BEN DE DİLE GETİRDİM
Daha sonra aynı konuyu Beyoğlu örgüt toplantımızda ben dile getirerek, bu
konudaki şaibeleri gidermenin, parti yönetiminin namus borcu olduğu
uyarısını yaptım. Parti yönetiminin yanıtı benim sözlerimi çarpıtarak ihraç
istemiyle disipline vermek oldu. İl disiplin kurulu, yaptığım yazılı ve
sözlü savunmama rağmen, il yönetiminin disipline sevk yazısından başka hiç
bir delil, tanık ifadesi, belge olmaksızın ihracıma karar verdi.
Yüksek disiplin kuruluna itiraz ettim.

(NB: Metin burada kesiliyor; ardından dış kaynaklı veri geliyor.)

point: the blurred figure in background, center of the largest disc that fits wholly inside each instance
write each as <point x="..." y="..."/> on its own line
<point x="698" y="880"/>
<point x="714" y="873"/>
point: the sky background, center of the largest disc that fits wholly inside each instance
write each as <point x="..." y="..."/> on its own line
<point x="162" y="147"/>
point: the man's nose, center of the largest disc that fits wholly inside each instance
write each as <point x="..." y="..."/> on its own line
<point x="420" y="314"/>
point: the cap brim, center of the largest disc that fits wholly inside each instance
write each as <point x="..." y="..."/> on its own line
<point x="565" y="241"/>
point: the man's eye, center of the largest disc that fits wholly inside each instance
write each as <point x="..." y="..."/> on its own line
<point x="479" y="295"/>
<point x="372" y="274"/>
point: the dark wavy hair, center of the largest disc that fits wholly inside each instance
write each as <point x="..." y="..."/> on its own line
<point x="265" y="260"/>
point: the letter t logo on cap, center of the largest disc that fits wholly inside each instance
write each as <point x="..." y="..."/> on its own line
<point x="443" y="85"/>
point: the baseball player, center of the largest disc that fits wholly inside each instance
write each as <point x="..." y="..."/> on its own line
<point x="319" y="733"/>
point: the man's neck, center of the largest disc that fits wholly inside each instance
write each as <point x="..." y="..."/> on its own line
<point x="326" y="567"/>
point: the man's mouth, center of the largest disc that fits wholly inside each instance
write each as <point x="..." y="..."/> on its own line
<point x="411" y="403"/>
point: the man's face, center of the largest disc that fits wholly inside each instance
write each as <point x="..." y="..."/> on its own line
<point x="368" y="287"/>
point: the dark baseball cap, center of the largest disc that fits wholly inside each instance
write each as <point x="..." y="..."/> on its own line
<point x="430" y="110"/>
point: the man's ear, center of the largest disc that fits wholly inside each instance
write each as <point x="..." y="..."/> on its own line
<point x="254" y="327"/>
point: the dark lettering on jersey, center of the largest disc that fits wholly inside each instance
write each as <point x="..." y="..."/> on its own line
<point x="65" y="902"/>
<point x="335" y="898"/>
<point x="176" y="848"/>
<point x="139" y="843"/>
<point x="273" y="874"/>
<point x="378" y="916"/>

Yanıt yine sessizlik.
KAYDIMI SİLENLERE...
CHP'de ve Türkiye'de değişim elbette gerçekleşecektir. Benim CHP'den kaydımı
silenleri, sildirenleri tarih şaibeleriyle, beni ve ailemi ise gerçek
Cumhuriyet Halk Partililer olarak anacaktır."
Çorlu'daki mezar hırsızları ve hurdacılar
KÖŞENİZDE Zincirlikuyu'daki 'ölü soyucuları' yazısından esinlerek Çorlu'daki mezarlıklarla ilgili bir şey söylemek istiyorum. Özene bezene yaptırdığımız aile büyükleri mezarlarının harflerini pirinç harflerle isimleri yazdırdım. 4 yıl oldu 8 sefer pirinç harfler söküldü; kilo ile hurdacılara satıyorlar ve denk gelirse biz gerisi gerisine onları satın alıyoruz ve tekrar yerine yapıştırıyoruz.
Bunların tek suçlusu Çorlu'nun 4 girişininden 3'ünün hurdacılarla kaplı olması... Bir çok kişinin söylediğine göre, bu hırsızlıkları bazı hurdacılar yaptırıyor. Çorlu'daki hurdacıların yaptırdığı zenginlikleri de dillerden düşmüyor. Normal vergi verseler rekortmen olurlar. Diyeceğim, bunu 'çocuk ruhlu' Başkanıma söylemenin anlamı yok; zaten bir konuyu anlattığında 'Senin işin kolay' sözcüğünden başka bir şey dediği hatırlanmıyor.
Bunu ben bir sivil toplum örgütünden, Emniyetten gibi bazı kurumlardan yardım alıp güvenlik sağlayabilir miyiz?